Tuesday, November 10, 2009

Zenyatta Wins!

The lyric in the picture is a translation of a song Mike Smith sings to Zenyatta before every race. It's a little prettier in Spanish, the way Smith sings it. Zenyatta's sisters have had temperment issues, and they wanted to keep Zenyatta calm before she raced. She would step in time to the lyrics after post parade and then mill around by herself as the other horses were jogged to get ready.

Once Again
Before you go
Allow me to look
Once more
Into the face
I will never forget.

It's been a sensational year for horseracing. How can anyone not be a fan? The storylines and the performances were riveting. Now we wait and see what the electorate comes up with for Horse of the Year.

Rachel Alexandra has the dubious distinction of being kept out of the two biggest races of the year and not on account of her individual talents or abilities. No Derby because she's a girl, and no BC because it's on a synthetic surface that Curlin didn't win on.

Zenyatta's connections took a lot of gruff for scratching on Derby day. Not wanting to bring her back on a sealed track. The decision had nothing to do with whether or not she could win. Sealed tracks are tough on a horse that's coming off a layoff.

I don't have a vote, but if I did it would be for Zenyatta. There's no doubt Jess Jackson has done a lot for horse racing, but his decision to avoid the Breeders' Cup should exact a price.

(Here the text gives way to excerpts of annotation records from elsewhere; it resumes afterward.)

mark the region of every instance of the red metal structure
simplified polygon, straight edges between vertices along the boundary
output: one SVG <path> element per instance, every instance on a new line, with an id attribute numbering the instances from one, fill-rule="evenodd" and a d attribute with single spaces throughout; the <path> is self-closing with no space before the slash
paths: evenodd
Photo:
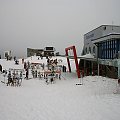
<path id="1" fill-rule="evenodd" d="M 78 66 L 77 53 L 76 53 L 76 48 L 75 48 L 75 46 L 70 46 L 70 47 L 65 48 L 69 72 L 71 72 L 71 66 L 70 66 L 69 55 L 68 55 L 68 51 L 69 51 L 69 50 L 73 50 L 74 59 L 75 59 L 75 64 L 76 64 L 77 76 L 78 76 L 78 78 L 80 78 L 80 69 L 79 69 L 79 66 Z"/>

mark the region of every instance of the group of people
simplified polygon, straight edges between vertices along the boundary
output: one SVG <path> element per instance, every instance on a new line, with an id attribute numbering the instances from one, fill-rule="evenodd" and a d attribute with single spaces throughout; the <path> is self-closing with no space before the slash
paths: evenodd
<path id="1" fill-rule="evenodd" d="M 15 71 L 15 70 L 13 70 L 13 73 L 11 73 L 11 71 L 9 71 L 7 86 L 8 85 L 21 86 L 22 75 L 23 75 L 22 71 L 20 71 L 20 73 L 18 73 L 18 71 Z"/>

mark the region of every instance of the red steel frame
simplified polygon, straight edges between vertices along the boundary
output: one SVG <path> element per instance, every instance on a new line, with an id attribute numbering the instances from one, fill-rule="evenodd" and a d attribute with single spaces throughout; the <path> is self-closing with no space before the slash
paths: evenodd
<path id="1" fill-rule="evenodd" d="M 77 76 L 78 76 L 78 78 L 80 78 L 80 69 L 79 69 L 79 66 L 78 66 L 77 53 L 76 53 L 75 46 L 70 46 L 70 47 L 65 48 L 69 72 L 71 72 L 71 66 L 70 66 L 70 61 L 69 61 L 69 57 L 68 57 L 68 51 L 69 50 L 73 50 L 74 59 L 75 59 L 75 65 L 76 65 L 76 71 L 77 71 Z"/>

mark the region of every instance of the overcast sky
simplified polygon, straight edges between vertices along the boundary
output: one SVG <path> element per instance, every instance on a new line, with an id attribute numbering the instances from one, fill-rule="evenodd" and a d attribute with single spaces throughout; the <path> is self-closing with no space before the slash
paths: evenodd
<path id="1" fill-rule="evenodd" d="M 75 45 L 80 55 L 83 35 L 112 21 L 120 25 L 120 0 L 0 0 L 0 54 Z"/>

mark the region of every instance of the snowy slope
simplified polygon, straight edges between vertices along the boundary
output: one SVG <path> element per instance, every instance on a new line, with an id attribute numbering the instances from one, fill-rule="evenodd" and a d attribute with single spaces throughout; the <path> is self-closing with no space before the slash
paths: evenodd
<path id="1" fill-rule="evenodd" d="M 66 58 L 59 59 L 67 66 Z M 39 62 L 46 63 L 46 59 Z M 0 60 L 0 64 L 6 69 L 16 67 L 12 61 Z M 82 79 L 77 79 L 74 69 L 49 85 L 38 78 L 24 80 L 20 87 L 0 83 L 0 120 L 119 120 L 120 94 L 113 93 L 119 88 L 117 81 L 88 76 L 83 85 L 76 85 Z"/>

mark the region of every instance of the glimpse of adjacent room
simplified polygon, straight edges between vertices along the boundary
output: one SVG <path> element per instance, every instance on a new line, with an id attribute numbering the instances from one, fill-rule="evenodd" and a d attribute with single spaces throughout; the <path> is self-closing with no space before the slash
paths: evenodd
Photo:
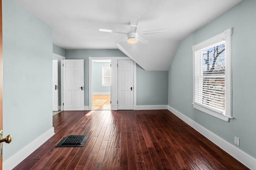
<path id="1" fill-rule="evenodd" d="M 110 60 L 92 61 L 92 109 L 110 109 Z"/>

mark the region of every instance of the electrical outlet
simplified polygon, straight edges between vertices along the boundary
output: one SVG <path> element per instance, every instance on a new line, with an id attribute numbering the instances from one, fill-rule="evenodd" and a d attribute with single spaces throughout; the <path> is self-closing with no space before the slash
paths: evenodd
<path id="1" fill-rule="evenodd" d="M 239 138 L 235 137 L 235 144 L 238 146 L 239 146 L 240 140 L 240 139 L 239 139 Z"/>

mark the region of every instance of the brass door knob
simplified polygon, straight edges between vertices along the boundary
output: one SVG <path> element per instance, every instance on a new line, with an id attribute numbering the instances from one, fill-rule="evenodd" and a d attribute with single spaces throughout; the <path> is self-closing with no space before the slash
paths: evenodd
<path id="1" fill-rule="evenodd" d="M 9 135 L 5 138 L 1 139 L 0 143 L 5 142 L 6 143 L 9 143 L 12 141 L 12 137 L 10 135 Z"/>

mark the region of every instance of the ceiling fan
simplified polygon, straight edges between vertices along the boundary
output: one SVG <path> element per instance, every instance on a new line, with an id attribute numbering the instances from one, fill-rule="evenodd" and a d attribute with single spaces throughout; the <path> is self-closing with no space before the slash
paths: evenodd
<path id="1" fill-rule="evenodd" d="M 119 34 L 125 34 L 127 35 L 127 36 L 124 37 L 121 39 L 118 40 L 116 42 L 119 43 L 121 41 L 126 41 L 127 39 L 127 42 L 129 43 L 133 44 L 136 43 L 138 41 L 141 42 L 143 43 L 146 43 L 148 42 L 145 39 L 139 35 L 138 35 L 138 33 L 137 33 L 137 28 L 138 27 L 138 24 L 139 23 L 139 19 L 140 19 L 140 16 L 132 16 L 131 18 L 131 22 L 130 23 L 130 31 L 129 33 L 125 33 L 124 32 L 121 32 L 117 31 L 111 30 L 110 29 L 100 29 L 99 31 L 100 31 L 107 32 L 109 33 L 117 33 Z M 155 29 L 153 30 L 146 31 L 143 32 L 141 32 L 139 33 L 139 34 L 141 35 L 146 35 L 146 34 L 151 34 L 156 33 L 161 33 L 167 32 L 167 29 Z"/>

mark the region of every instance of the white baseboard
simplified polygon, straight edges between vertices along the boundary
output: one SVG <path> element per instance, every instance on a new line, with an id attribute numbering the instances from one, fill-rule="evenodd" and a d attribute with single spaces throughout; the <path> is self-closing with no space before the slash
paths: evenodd
<path id="1" fill-rule="evenodd" d="M 85 106 L 84 110 L 89 110 L 89 106 Z"/>
<path id="2" fill-rule="evenodd" d="M 3 162 L 3 169 L 12 170 L 54 134 L 52 127 Z"/>
<path id="3" fill-rule="evenodd" d="M 162 110 L 168 108 L 168 105 L 140 105 L 134 106 L 136 110 Z"/>
<path id="4" fill-rule="evenodd" d="M 111 106 L 112 110 L 118 110 L 118 106 Z"/>
<path id="5" fill-rule="evenodd" d="M 93 92 L 93 95 L 110 95 L 110 92 Z"/>
<path id="6" fill-rule="evenodd" d="M 168 110 L 247 167 L 256 170 L 256 159 L 169 106 Z"/>

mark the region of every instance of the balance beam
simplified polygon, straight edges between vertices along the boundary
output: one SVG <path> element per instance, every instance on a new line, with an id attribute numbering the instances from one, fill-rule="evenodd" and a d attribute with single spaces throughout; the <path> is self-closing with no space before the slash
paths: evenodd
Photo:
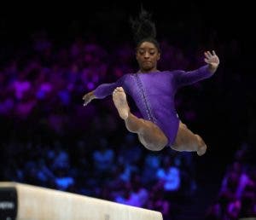
<path id="1" fill-rule="evenodd" d="M 0 182 L 0 219 L 162 220 L 160 212 L 28 184 Z"/>

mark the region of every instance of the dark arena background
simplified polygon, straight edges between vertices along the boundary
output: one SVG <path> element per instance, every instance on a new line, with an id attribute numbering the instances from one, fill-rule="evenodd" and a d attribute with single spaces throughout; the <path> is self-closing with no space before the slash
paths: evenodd
<path id="1" fill-rule="evenodd" d="M 83 107 L 85 93 L 137 71 L 128 21 L 141 3 L 155 21 L 159 69 L 199 68 L 206 50 L 219 57 L 212 78 L 175 99 L 179 118 L 208 147 L 201 157 L 147 150 L 111 96 Z M 0 10 L 1 182 L 157 211 L 164 220 L 256 217 L 252 6 L 70 2 Z"/>

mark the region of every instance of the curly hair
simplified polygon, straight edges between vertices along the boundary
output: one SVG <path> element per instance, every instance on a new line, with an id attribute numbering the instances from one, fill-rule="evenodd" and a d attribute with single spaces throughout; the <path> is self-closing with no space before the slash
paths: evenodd
<path id="1" fill-rule="evenodd" d="M 160 51 L 160 43 L 156 40 L 155 24 L 151 20 L 151 14 L 142 7 L 139 16 L 136 19 L 131 17 L 130 23 L 137 49 L 141 43 L 147 41 L 154 43 L 157 49 Z"/>

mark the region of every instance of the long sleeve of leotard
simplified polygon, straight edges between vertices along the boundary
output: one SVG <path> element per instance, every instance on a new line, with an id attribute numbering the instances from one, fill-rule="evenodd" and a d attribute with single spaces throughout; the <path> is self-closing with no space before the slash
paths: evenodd
<path id="1" fill-rule="evenodd" d="M 208 65 L 205 65 L 194 71 L 177 71 L 175 72 L 175 81 L 177 87 L 182 87 L 210 78 L 212 75 L 213 73 L 208 70 Z"/>
<path id="2" fill-rule="evenodd" d="M 117 82 L 112 84 L 100 84 L 94 91 L 93 94 L 97 99 L 103 99 L 111 95 L 115 88 L 124 86 L 125 76 L 121 77 Z M 125 88 L 124 88 L 125 89 Z"/>

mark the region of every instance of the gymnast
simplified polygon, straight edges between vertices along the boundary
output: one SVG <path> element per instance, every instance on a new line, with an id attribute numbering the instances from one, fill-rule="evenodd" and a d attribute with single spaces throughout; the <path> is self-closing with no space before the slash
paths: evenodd
<path id="1" fill-rule="evenodd" d="M 204 52 L 206 64 L 196 70 L 160 71 L 157 62 L 160 59 L 160 48 L 151 14 L 142 9 L 139 16 L 131 19 L 131 23 L 137 43 L 136 59 L 139 70 L 125 74 L 115 83 L 102 84 L 85 94 L 84 106 L 93 99 L 112 95 L 127 130 L 137 134 L 146 148 L 160 151 L 169 146 L 179 152 L 196 152 L 203 155 L 207 145 L 179 119 L 174 97 L 179 88 L 212 77 L 219 64 L 218 55 L 214 50 Z M 131 113 L 126 94 L 134 100 L 143 119 Z"/>

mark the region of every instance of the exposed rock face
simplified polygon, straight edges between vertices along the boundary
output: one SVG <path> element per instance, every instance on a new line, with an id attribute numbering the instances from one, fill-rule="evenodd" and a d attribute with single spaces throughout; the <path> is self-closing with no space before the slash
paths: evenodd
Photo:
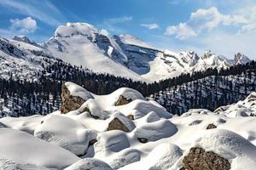
<path id="1" fill-rule="evenodd" d="M 120 95 L 119 99 L 115 102 L 115 105 L 125 105 L 126 104 L 129 104 L 130 102 L 131 102 L 132 99 L 126 99 L 125 98 L 125 96 Z"/>
<path id="2" fill-rule="evenodd" d="M 212 151 L 201 148 L 191 148 L 183 162 L 188 170 L 228 170 L 230 163 L 228 160 Z"/>
<path id="3" fill-rule="evenodd" d="M 63 114 L 79 109 L 85 102 L 79 96 L 71 95 L 65 83 L 61 87 L 61 111 Z"/>
<path id="4" fill-rule="evenodd" d="M 207 127 L 207 129 L 212 129 L 212 128 L 217 128 L 217 126 L 211 123 L 211 124 L 208 124 L 208 126 Z"/>
<path id="5" fill-rule="evenodd" d="M 130 119 L 131 121 L 134 120 L 134 116 L 133 115 L 128 115 L 127 118 Z"/>
<path id="6" fill-rule="evenodd" d="M 137 138 L 137 140 L 143 144 L 148 142 L 148 139 L 146 139 L 146 138 Z"/>
<path id="7" fill-rule="evenodd" d="M 119 120 L 117 117 L 113 119 L 113 121 L 111 121 L 109 122 L 107 130 L 108 131 L 109 131 L 109 130 L 121 130 L 121 131 L 124 131 L 125 133 L 130 132 L 129 128 L 127 127 L 125 127 L 125 125 L 120 120 Z"/>

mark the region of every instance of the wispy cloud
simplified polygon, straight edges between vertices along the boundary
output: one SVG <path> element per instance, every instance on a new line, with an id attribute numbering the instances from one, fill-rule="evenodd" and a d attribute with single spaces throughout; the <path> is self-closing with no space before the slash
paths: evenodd
<path id="1" fill-rule="evenodd" d="M 0 1 L 0 5 L 9 8 L 14 13 L 33 17 L 50 26 L 59 26 L 65 20 L 59 9 L 50 1 Z"/>
<path id="2" fill-rule="evenodd" d="M 11 28 L 17 29 L 20 33 L 33 32 L 37 28 L 37 21 L 31 17 L 24 19 L 11 19 Z"/>
<path id="3" fill-rule="evenodd" d="M 148 30 L 154 30 L 154 29 L 159 29 L 160 26 L 156 23 L 152 23 L 152 24 L 141 24 L 141 26 L 146 27 Z"/>
<path id="4" fill-rule="evenodd" d="M 186 22 L 181 22 L 177 26 L 170 26 L 166 30 L 166 35 L 175 36 L 176 38 L 184 40 L 195 37 L 203 31 L 208 31 L 219 26 L 247 26 L 250 19 L 241 14 L 224 14 L 217 8 L 207 9 L 199 8 L 191 13 Z M 253 27 L 253 26 L 252 26 Z"/>
<path id="5" fill-rule="evenodd" d="M 126 30 L 123 25 L 131 22 L 133 20 L 132 16 L 120 16 L 106 19 L 99 25 L 99 27 L 102 27 L 113 33 L 124 33 Z"/>
<path id="6" fill-rule="evenodd" d="M 116 18 L 110 18 L 106 20 L 106 22 L 108 22 L 110 24 L 118 24 L 118 23 L 123 23 L 127 21 L 131 21 L 132 17 L 131 16 L 122 16 L 122 17 L 116 17 Z"/>

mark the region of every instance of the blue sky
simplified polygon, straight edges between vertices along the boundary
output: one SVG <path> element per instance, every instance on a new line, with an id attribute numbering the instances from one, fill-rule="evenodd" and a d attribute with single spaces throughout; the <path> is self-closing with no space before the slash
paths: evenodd
<path id="1" fill-rule="evenodd" d="M 0 0 L 0 36 L 47 41 L 67 22 L 131 34 L 160 48 L 256 59 L 254 0 Z"/>

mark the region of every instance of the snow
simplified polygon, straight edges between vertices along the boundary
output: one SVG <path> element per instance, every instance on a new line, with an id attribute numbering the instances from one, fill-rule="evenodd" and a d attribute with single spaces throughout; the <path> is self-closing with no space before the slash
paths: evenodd
<path id="1" fill-rule="evenodd" d="M 139 47 L 143 47 L 143 48 L 154 48 L 148 43 L 147 43 L 131 35 L 125 34 L 125 35 L 120 35 L 119 37 L 120 37 L 120 39 L 123 42 L 123 43 L 136 45 L 136 46 L 139 46 Z"/>
<path id="2" fill-rule="evenodd" d="M 93 158 L 84 158 L 78 161 L 74 164 L 65 168 L 65 170 L 112 170 L 112 168 L 104 162 Z"/>
<path id="3" fill-rule="evenodd" d="M 160 120 L 138 126 L 135 130 L 137 138 L 148 139 L 148 141 L 155 141 L 160 139 L 172 136 L 177 128 L 168 120 Z"/>
<path id="4" fill-rule="evenodd" d="M 201 147 L 227 159 L 232 170 L 256 168 L 256 117 L 249 114 L 256 110 L 255 93 L 215 112 L 193 109 L 174 116 L 131 88 L 102 96 L 84 92 L 93 98 L 67 114 L 55 111 L 45 116 L 0 119 L 8 127 L 0 128 L 0 139 L 3 141 L 0 145 L 0 164 L 32 169 L 43 166 L 61 169 L 176 170 L 183 166 L 183 158 L 190 148 Z M 120 95 L 132 101 L 115 106 Z M 85 106 L 90 112 L 82 111 Z M 92 115 L 98 116 L 98 119 Z M 128 120 L 128 115 L 133 115 L 135 120 Z M 108 123 L 115 117 L 130 132 L 108 131 Z M 209 124 L 217 128 L 207 129 Z M 32 132 L 35 136 L 28 133 Z M 89 144 L 91 139 L 96 139 L 94 144 Z"/>
<path id="5" fill-rule="evenodd" d="M 97 136 L 95 144 L 96 157 L 108 156 L 113 152 L 119 152 L 130 146 L 126 133 L 112 130 L 101 133 Z"/>
<path id="6" fill-rule="evenodd" d="M 247 169 L 256 167 L 256 146 L 241 136 L 228 130 L 209 130 L 195 144 L 206 150 L 213 151 L 231 161 L 231 169 Z"/>
<path id="7" fill-rule="evenodd" d="M 84 88 L 80 87 L 79 85 L 77 85 L 71 82 L 65 82 L 65 86 L 68 89 L 70 94 L 73 96 L 79 96 L 84 100 L 93 99 L 93 96 L 90 94 L 90 93 L 85 90 Z"/>
<path id="8" fill-rule="evenodd" d="M 79 160 L 61 147 L 19 130 L 0 128 L 0 157 L 20 164 L 63 168 Z"/>
<path id="9" fill-rule="evenodd" d="M 96 133 L 71 118 L 49 115 L 37 127 L 34 135 L 81 156 L 85 153 L 89 142 L 96 139 Z"/>
<path id="10" fill-rule="evenodd" d="M 109 117 L 108 121 L 111 122 L 114 118 L 119 119 L 130 131 L 132 131 L 136 128 L 131 120 L 128 119 L 124 114 L 119 111 L 113 113 L 111 117 Z"/>

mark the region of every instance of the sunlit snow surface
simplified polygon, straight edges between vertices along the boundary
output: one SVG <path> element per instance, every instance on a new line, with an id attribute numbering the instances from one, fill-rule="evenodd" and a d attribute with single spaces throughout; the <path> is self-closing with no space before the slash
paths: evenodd
<path id="1" fill-rule="evenodd" d="M 201 147 L 227 159 L 231 169 L 256 168 L 255 94 L 215 113 L 190 110 L 172 116 L 137 91 L 120 88 L 96 95 L 67 83 L 78 96 L 90 94 L 81 108 L 64 115 L 0 119 L 0 165 L 6 169 L 179 169 L 191 147 Z M 85 94 L 81 94 L 81 92 Z M 132 101 L 115 106 L 119 95 Z M 89 107 L 91 113 L 81 112 Z M 231 110 L 242 114 L 233 114 Z M 97 116 L 100 119 L 95 119 Z M 133 115 L 133 123 L 125 116 Z M 107 131 L 113 117 L 131 132 Z M 212 123 L 215 129 L 207 130 Z M 147 139 L 141 143 L 138 139 Z M 93 145 L 89 143 L 96 139 Z M 19 167 L 20 166 L 20 167 Z M 22 168 L 21 168 L 22 169 Z"/>

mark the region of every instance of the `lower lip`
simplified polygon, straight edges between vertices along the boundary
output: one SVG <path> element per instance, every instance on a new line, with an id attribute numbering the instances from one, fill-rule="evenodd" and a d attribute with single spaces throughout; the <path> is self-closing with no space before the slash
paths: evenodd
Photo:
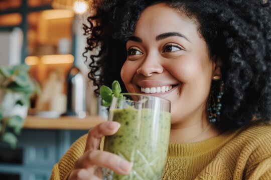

Many people have waged campaigns against the Breeders Cup this year because it's on a synthetic surface, nevermind that just about every major stakes on the east coast this year has gotten rained on.

Unlike many other sports, horse racing needs its history, and its events are scattered; it needs the big players to confer the importance of certain races like the Kentucky Derby and the Breeders Cup. And, yet it needs from everyone an open-mindedness to reform and improvement with the main goal being the health of the horse and breed. Synthetics need to be given a chance. Not only do the numbers show an improvement in breakdown rate, but there are long-term gains on breeding away from speed.

And the internationalization of American horse racing should not be seen as a threat, but as an opportunity for growth in a sport whose denizens are dwindling. If the Brits had won at the Breeders' Cup this year, there'd be calls to rip up the surface. Zenyatta didn't let this happen. This was an outrageously successful Breeders Cup, and I'm content it has crowned this year's queen.